The problem that this paper attempts to solve is how to use the spectral method to accurately recover the latent partition of type - I nodes in a high - dimensional sparse bipartite graph. Specifically, the paper focuses on how to achieve the exact recovery of type - I nodes through the spectral method under the Bipartite Stochastic Block Model (BiSBM) when the number of type - I nodes \(n_1\) is much smaller than the number of type - II nodes \(n_2\). The main contribution of the paper is to prove that under the condition of \(n_1 n_2 p_{\text{max}}^2 \gtrsim \log n_1\), the spectral method can achieve exact recovery, and this recovery is optimal.
### Background of the Paper and Problem Definition
The **Bipartite Stochastic Block Model (BiSBM)** is a model used to describe the community structure in a bipartite graph. In this model, nodes are divided into two types (type - I and type - II), and there are certain connection probabilities within or between each type of nodes. Model parameters include:
- The set of type - I nodes \(N_1 = [n_1]\) and the set of type - II nodes \(N_2 = [n_2]\).
- The community partitions \(C_1,\ldots,C_K\) of type - I nodes and the community partitions \(C'_1,\ldots,C'_L\) of type - II nodes.
- The connection probability matrix between communities \(\Pi = (\pi_{kk'})_{k\in [K], k'\in [L]} \in [0,1]^{K\times L}\).
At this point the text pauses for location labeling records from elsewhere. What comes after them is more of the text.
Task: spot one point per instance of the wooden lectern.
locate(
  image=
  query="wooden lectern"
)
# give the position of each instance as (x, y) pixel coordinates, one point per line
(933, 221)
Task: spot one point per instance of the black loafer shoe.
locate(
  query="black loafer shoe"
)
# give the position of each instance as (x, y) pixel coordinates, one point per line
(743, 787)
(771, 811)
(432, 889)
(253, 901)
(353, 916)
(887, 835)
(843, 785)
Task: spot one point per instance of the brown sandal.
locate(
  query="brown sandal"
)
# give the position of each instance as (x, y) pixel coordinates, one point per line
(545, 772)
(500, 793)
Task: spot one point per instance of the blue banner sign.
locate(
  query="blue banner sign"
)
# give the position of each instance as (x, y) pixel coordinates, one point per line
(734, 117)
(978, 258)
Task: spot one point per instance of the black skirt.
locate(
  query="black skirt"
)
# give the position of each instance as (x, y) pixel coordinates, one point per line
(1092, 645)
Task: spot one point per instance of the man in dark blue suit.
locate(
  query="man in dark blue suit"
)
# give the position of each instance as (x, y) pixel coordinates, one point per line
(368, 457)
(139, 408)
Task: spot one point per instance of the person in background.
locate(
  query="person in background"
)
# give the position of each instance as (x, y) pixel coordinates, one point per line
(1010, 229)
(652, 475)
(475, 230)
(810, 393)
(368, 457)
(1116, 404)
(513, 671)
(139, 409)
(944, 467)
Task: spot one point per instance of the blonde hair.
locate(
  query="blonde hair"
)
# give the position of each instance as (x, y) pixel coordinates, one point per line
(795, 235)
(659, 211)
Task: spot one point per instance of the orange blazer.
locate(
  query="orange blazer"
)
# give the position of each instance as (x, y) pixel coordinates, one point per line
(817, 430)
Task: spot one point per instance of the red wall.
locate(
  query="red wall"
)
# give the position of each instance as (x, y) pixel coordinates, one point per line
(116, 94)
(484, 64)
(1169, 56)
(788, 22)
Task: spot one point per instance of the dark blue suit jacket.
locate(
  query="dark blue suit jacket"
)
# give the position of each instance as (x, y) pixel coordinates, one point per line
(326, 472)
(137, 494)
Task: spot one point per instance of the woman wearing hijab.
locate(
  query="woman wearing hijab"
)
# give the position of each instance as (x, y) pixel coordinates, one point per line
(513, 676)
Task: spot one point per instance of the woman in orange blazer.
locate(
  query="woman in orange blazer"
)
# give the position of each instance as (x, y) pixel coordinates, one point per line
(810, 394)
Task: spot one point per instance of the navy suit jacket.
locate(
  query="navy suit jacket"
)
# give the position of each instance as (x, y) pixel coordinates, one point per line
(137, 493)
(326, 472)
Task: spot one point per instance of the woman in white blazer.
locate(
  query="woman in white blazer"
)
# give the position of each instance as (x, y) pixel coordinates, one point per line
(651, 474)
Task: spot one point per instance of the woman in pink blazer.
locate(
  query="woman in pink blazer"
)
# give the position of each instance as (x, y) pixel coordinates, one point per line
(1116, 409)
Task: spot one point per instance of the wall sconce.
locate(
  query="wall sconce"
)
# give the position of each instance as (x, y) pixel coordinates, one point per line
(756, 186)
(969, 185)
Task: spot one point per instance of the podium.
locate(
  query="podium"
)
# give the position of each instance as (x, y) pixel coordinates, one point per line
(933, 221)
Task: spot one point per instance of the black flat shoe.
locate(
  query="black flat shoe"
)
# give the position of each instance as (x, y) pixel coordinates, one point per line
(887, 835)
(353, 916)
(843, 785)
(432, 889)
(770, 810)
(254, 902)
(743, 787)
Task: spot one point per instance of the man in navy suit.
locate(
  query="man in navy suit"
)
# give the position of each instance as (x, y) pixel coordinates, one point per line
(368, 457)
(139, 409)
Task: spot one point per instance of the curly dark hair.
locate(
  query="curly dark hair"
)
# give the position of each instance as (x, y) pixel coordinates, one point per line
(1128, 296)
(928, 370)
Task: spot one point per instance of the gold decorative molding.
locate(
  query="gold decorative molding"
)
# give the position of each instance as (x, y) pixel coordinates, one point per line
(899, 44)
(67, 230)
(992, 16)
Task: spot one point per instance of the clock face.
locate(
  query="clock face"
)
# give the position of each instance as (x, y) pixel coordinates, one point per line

**Problem**: In a high - dimensional sparse setting (i.e., \(n_1 \ll n_2\) and the sparsity \(p_{\text{max}}\) of the graph is low), how to use the spectral method to accurately recover the community structure of type - I nodes from a bipartite graph.
### Main Contributions
1. **Exact Recovery Conditions**: The paper proves that under the condition of \(n_1 n_2 p_{\text{max}}^2 \gtrsim \log n_1\), the spectral method can achieve the exact recovery of type - I nodes. This condition is optimal, that is, under this condition, the spectral method is optimal.
2. **Extension to Similarity Matrices**: The paper extends the bounds on the element - wise concentration of eigenvectors proposed by Lei (2019) to make them applicable to similarity matrices. This extension allows for the partial removal of the "spectral gap condition", which is a common condition in the analysis of spectral methods.
3. **Improved Concentration Inequality**: The paper derives an improved concentration inequality for similarity matrices, which is crucial for proving the performance of the spectral method.
### Technical Details
- **Algorithm Description of the Spectral Method**: The paper proposes an improved spectral method. It achieves community partitioning by constructing a Gram matrix \(B = H(AA^{\top})\) with an empty diagonal and calculating its first \(r\) eigenvectors. Here \(H(X)=X - \text{diag}(X)\).
- **Theoretical Analysis**: By introducing new element - wise concentration bounds, the paper proves that in a high - dimensional sparse setting, the spectral method can achieve exact recovery. Specifically, the paper proves the \(\ell_2 \to \infty\) concentration bounds of eigenvectors and uses this result to prove the exact recovery property of the spectral method.
### Conclusion
The paper fills the gap in the lack of consistency guarantees of existing spectral clustering methods in high - dimensional sparse bipartite graphs. It proves that under the condition of \(n_1 n_2 p_{\text{max}}^2 \gtrsim \log n_1\), the spectral method can achieve exact recovery, and this recovery is optimal. This result is of great significance for understanding the performance of the spectral method in complex networks.